User:BDavis (WMF)/Projects/Structured logging
This page is currently a draft.
|
This is a collection of ideas about Structured logging in MediaWiki and related software projects. For the purposes of this discussion "logging" refers to wfErrorLog()
and it's related family of functions and not audit logs stored in the database by Special:Log or similar systems.
Problem
[edit]Logging in MediaWiki (and WMF in general?) is optimized for human consumption. This works well for local development and testing and can scale to management of a small to mid size wiki depending on the number of eyes applied to the logs and the acumen of the operational support personnel with grep, cut, sed, awk and other text processing tools.

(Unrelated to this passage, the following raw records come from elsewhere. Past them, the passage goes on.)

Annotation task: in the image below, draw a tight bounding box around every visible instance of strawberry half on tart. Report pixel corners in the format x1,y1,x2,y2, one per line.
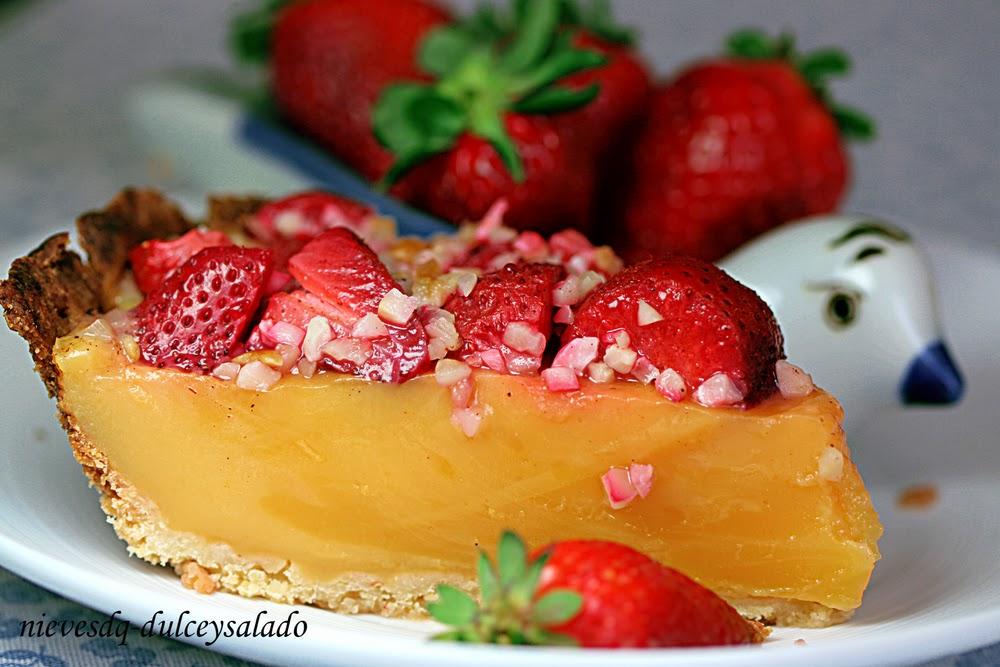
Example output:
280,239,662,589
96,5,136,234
0,190,882,626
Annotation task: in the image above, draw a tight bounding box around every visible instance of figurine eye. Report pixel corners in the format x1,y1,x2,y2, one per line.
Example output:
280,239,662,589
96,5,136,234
826,291,860,329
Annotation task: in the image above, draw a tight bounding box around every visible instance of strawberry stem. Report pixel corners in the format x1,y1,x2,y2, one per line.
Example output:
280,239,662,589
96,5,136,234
726,29,875,141
427,531,583,646
372,0,607,188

Unfortunately what works well for a single developer doesn't work as well for analyzing the log output of a large production site.
- need better tools for wider audience
- aggregation
- de-dup
- cross system correlation
- alerting
- reporting
This is not a wholly new idea. Let's look at what's out there and see if we can find a solution or at least borrow the best bits.
Current logging
[edit]- wfDebug( $text, $logonly = false )
- Logs developer provided free-form text + optional global prefix string
- Possibly has time-elapsed since start of request and real memory usage inserted between prefix and message
- Delegates to
wfErrorLog()
- wfDebugMem( $exact = false )
- Uses
wfDebug()
to log "Memory usage: N (kilo)?bytes"
- wfDebugLog( $logGroup, $text, $public = true)
- Logs either to a custom log sink defined in
$wgDebugLogGroups
or viawfDebug()
- Default
- Prepends "[$logGroup] " to message
- Custom sink
- May log only a fraction of occurrences via
mt_rand()
sampling - Prepends
wfTimestamp( TS_DB ) wfWikiID() wfHostname():
to message - Delegates to
wfErrorLog()
to actually write to sink
- May log only a fraction of occurrences via
- wfLogDBError( $text )
- Enabled/disabled with
$wgDBerrorLog
sink location - Logs "$date\t$host\t$wiki\$text" via
wfErrorLog()
to$wgDBerrorLog
sink - Date format is
'D M j G:i:s T Y'
with possible custom timezone specified by$wgDBerrorLogTZ
- wfErrorLog( $text, $file )
- Writes
$text
to either a local file or a UDP packet depending on the value of$file
- UDP
- If
$file
ends with a string following the host name/IP it will be used as a prefix to$text
- The final message with optional prefix added will be trimmed to 65507 bytes and a trailing newline may be added
- If
- FILE
$text
will be appended to file unless the resulting file size would be >= 0x7fffffff bytes (~2G)
- wfLogProfilingData()
- Delegates to
wfErrorLog()
using$wgDebugLogFile
sink - Creates a tab delimited log message including timestamp, elapsed request time, requesting IPs, and request URL followed by a newline and the profiler output.
- Date is from
gmdate( 'YmdHis' )
Structured logging standards
[edit]Graylog Extended Log Format (GELF)
[edit]From http://www.graylog2.org/about/gelf:
"The Graylog Extended Log Format (GELF) avoids the shortcomings of classic plain syslog:
- Limited to length of 1024 byte - Not much space for payloads like backtraces
- Unstructured. You can only build a long message string and define priority, severity etc."
Structured logs messages sent via UDP as gzip'd json with chunking support.
- client libraries in PHP, Ruby, Java, Python, etc
- native input for graylog, plugin for logstash
- version
- GELF spec version ("1.0")
- host
- hostname sending message
- short_message
- short descriptive message
- full_message
- long message (eg backtrace, env vars)
- timestamp
- UNIX microsecond timestamp
- level
- numeric syslog level
- facility
- event generator label
- line
- source file line
- file
- source file
- _<whatever>
- sender specified field
Metlog
[edit]From https://wiki.mozilla.org/Services/Sagrada/Metlog:
"The Metlog project is part of Project Sagrada, providing a service for applications to capture and inject arbitrary data into a back end storage suitable for out-of-band analytics and processing."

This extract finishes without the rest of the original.